Reference no: EM132234122
Question: As you have read the chapter and watched the lecture on chapter 2 from your textbox, your assignment this week is using the following guidelines:
1. Types of Data - "There are many types of data sets, and as the field of data mining develops and matures, a greater variety of data sets become available for analysis" (p. 34). The book lists the most common types (hint p. 34).
Assignment: Name and describe one (1) type of data set. You may provide a graphic of the data set to explain your answer.
2. Data Quality - "Data is often far from perfect. While most data mining techniques can tolerate some level of imperfection in the data, a focus on understanding and improving data quality typically improves the quality of the result analysis" (p. 23).
Assignment: Provide two (2) examples of measurement or data collection issues that may hinder data quality. Provide the term, how it hinders data quality, and what strategy is used to prevent or deal with the issue.
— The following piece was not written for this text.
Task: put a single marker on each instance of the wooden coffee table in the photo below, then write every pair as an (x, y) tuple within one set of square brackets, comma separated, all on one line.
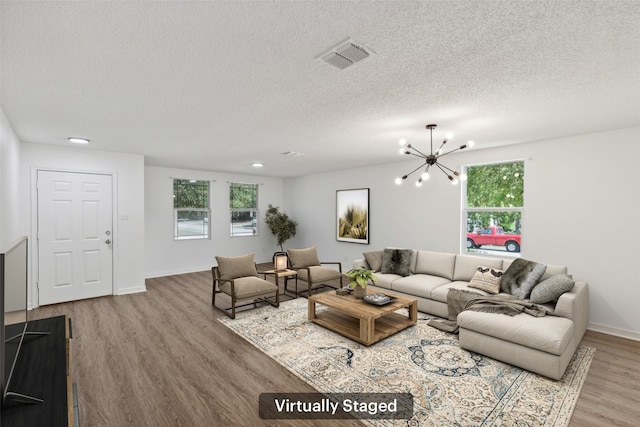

3. Data Preprocessing - "Often, the raw data must be preprocessed in order to make it suitable for analysis" (p. 23)
Assignment: Explain what this means "Often, the raw data must be preprocessed in order to make it suitable for analysis"
4. Measures of Similarity and Dissimilarity - "One approach to data analysis is to find the relationships among the data objects and then perform the remaining analysis using these relationships rather than the data objects themselves" (p. 24)
Assignment: Define similarity and dissimilarly. Describe the difference between the two terms.